System.out.println(Arrays.toString(arr));

output: [4, 2, 1, 1, 5, 9, 0, 0, 0, 0, 0]

In case if question adds following condition.

1. Time complexity must be O(n) - You can iterate only once.
2. Extra space complexity must be O(1) - You cannot create extra array.

Then following implementation will work fine.

Steps to be followed :

1. Iterate through array & maintain a count of non-zero elements.
2. Whenever we encounter a non-zero element put at count location in array & also increase the count.
3. Once array is iterated completely put the zeros at end of array till the count reach to original length of array.
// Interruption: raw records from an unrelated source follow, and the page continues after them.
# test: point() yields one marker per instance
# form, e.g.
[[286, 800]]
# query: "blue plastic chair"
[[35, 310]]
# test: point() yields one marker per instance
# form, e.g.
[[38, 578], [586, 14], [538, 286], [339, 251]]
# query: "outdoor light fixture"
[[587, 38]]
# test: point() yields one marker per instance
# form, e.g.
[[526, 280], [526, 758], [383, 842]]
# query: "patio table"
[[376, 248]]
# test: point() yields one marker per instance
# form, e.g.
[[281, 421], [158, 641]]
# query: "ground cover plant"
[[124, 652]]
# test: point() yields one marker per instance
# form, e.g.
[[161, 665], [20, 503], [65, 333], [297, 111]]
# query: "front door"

public static void main(String args[]) {
  int[] array = { 1, 0, 3, 0, 0, 4, 0, 6, 0, 9 };
  // Maintaining count of non zero elements
  int count = -1;
  // Iterating through array and copying non zero elements in front of array.
  for (int i = 0; i < array.length; i++) {
      if (array[i] != 0)
          array[++count] = array[i];
  }
  // Replacing end elements with zero
  while (count < array.length - 1)
      array[++count] = 0;
  for (int i = 0; i < array.length; i++) {
      System.out.print(array[i] + " ");
  }
}